有名写真家の未発表作品 トナカイの季節移動を追う『CARIBOU』
#本
星野道夫氏をご存知だろうか。カリブー(トナカイ)、グリズリー(ヒグマ)など、アラスカを中心に極北の動植物やそこで生活する人々の写真を撮り続け、1996年、ロシア・カムチャッカでテントを張っていたところ、グリズリーに襲われ死去したという、なんとも壮絶な人生を送った動物写真家だ。
この本『CARIBOU‐極北の旅人‐』(新潮社)は、その星野道夫氏の未発表作品をまとめ、死後13年の時を経て完成した写真集だ。星野氏のライフワークであるカリブーの季節移動を、80年、86年、92年の6年ごと、3回に渡って追い、撮影したもの。カリブーの大きな角が勇壮で、サンタクロースのそりを引くようなメルヘンなイメージはない。写真に加え、カリブーの生態や、カリブーを追った紀行文で構成されていて、ボリュームのある一冊となっている。随筆家としても活躍した星野氏の文章は、格調高く、カリブーを題材にした詩のようでもある。
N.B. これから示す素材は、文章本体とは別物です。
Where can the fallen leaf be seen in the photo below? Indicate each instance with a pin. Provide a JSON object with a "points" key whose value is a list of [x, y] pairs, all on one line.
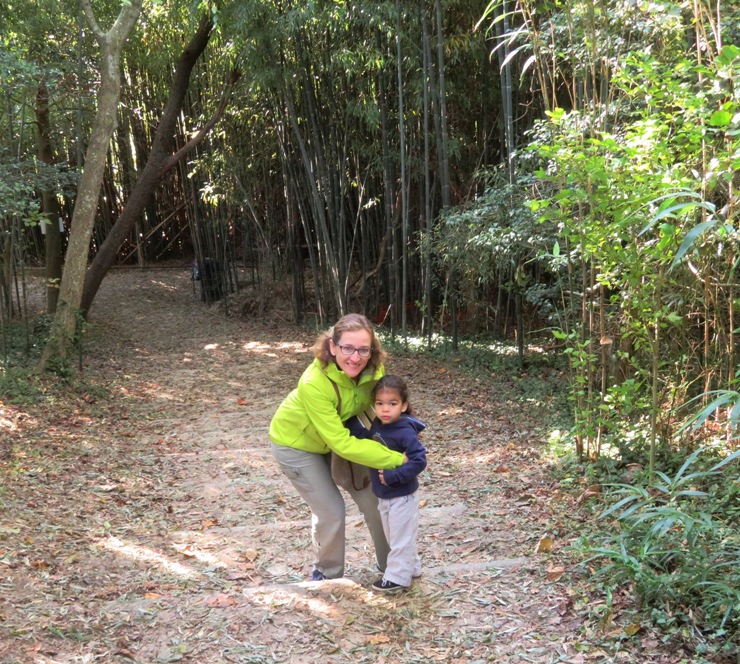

野を越え山を越え川を渡り、数百頭のカリブーが列をなして旅をしていく様は、スケールが大きく圧巻の一言。カリブーの後方に写るアラスカの真っ白な山稜や、雪解けの原野も美しい。今すぐアラスカに旅したくなるような写真の数々だ。星野氏曰く、「写真家が一冊の本をつくるために生きているのなら、僕の場合はこの一冊に違いない」
これらの写真が撮影されたのは、80年代~90年代初頭だが、いま、極北の動物たちは、地球温暖化の影響により、その生命がおびやかされている。氷河やツンドラ(永久凍土)が完全に溶けると、食物がなくなり、生息域そのものが失われてしまうという深刻な問題だ。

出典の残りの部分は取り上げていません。